Cada uma delas revelou uma fragilidade diferente, mas o padrão manteve-se: falta de coesão, ausência de liderança clara e uma visão de futuro turva.
Entretanto, a China, com um sistema político que dispensa os ciclos eleitorais e as pressões mediáticas, conseguiu implementar planos de longo prazo com consistência.
Isto não significa que devamos desejar ou imitar o modelo chinês. Mas é impossível não reconhecer a eficácia de uma estratégia que sabe o que quer e não se desvia do caminho.
O que estamos a viver hoje é, portanto, o resultado previsível de duas dinâmicas opostas: um Ocidente fragmentado, hesitante e emocionalmente instável, e uma China disciplinada, metódica e determinada.

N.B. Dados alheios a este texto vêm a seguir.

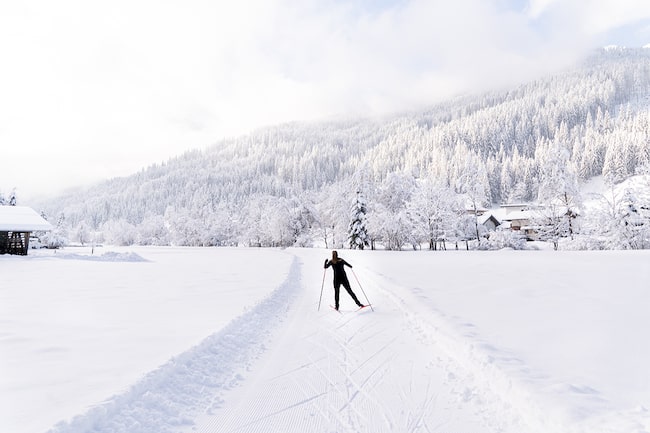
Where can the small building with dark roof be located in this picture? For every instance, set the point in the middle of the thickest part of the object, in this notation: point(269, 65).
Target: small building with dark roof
point(16, 224)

A balança inclinou-se — e não é provável que volte ao ponto de origem tão cedo.
Esta nova realidade manifesta-se de muitas formas. Economicamente, países europeus estão a depender cada vez mais de investimento chinês. Politicamente, assistimos a um realinhamento global em que a influência de Pequim cresce, sobretudo junto de países emergentes que veem na China uma alternativa credível ao modelo ocidental.

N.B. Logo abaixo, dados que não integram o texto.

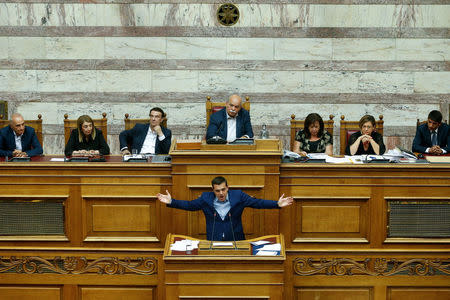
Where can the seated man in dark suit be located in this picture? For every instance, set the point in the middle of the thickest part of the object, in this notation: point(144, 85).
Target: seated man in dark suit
point(18, 140)
point(223, 209)
point(432, 137)
point(147, 138)
point(230, 122)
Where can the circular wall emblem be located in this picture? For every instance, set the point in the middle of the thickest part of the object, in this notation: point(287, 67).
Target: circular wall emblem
point(228, 14)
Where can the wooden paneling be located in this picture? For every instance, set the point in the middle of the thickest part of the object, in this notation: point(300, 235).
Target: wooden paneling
point(344, 293)
point(120, 218)
point(116, 293)
point(330, 218)
point(30, 293)
point(418, 293)
point(336, 230)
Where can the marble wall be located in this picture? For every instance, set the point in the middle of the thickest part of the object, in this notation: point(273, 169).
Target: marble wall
point(340, 57)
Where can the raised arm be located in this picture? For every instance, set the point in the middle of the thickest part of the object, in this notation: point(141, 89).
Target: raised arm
point(167, 198)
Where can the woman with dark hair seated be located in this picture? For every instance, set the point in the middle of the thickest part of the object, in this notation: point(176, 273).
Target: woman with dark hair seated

A nível tecnológico, a China já disputa — e em alguns casos supera — os avanços dos EUA e da Europa. Inteligência artificial, comunicações 5G, produção de semicondutores: em todas estas áreas, a supremacia ocidental está em causa. E isto não é apenas uma questão de mercado — é uma questão de soberania.
Se o poder, como dizia Foucault, está por toda a parte, então a China soube distribuí-lo com astúcia. Não dominou pela força, mas pela influência. Não impôs, mas convenceu. E, por isso, a sua ascensão parece menos ameaçadora do que, na verdade, é.
Os dirigentes ocidentais falharam em compreender a natureza desta transformação.
Continuaram a operar com mapas mentais antigos, em que a força militar e os tratados entre aliados bastavam para garantir estabilidade e primazia. Ignoraram a importância crescente da interdependência económica, do controlo dos recursos e do soft power.
O problema de fundo foi, e continua a ser, a ausência de visão.
A política deixou de ser um exercício de liderança e passou a ser uma gestão de expectativas. Em vez de estadistas, multiplicaram-se os gestores de imagem. Em vez de estratégia, temos navegação à vista.
E a verdade é que não se pode governar o futuro sem olhar para além do imediato.
A história mostra-nos que as civilizações que perdem a capacidade de pensar a longo prazo acabam por ser ultrapassadas.
E foi exatamente isso que aconteceu com o Ocidente: perdeu a capacidade de se pensar enquanto projecto.
Hoje, vivemos num mundo multipolar, onde os centros de decisão já não se limitam a Washington, Bruxelas ou Londres. Pequim, Nova Deli, Ancara, Riyad e outras capitais emergentes disputam agora esse palco. E fazem-no com ambição, com realismo e, sobretudo, com tempo.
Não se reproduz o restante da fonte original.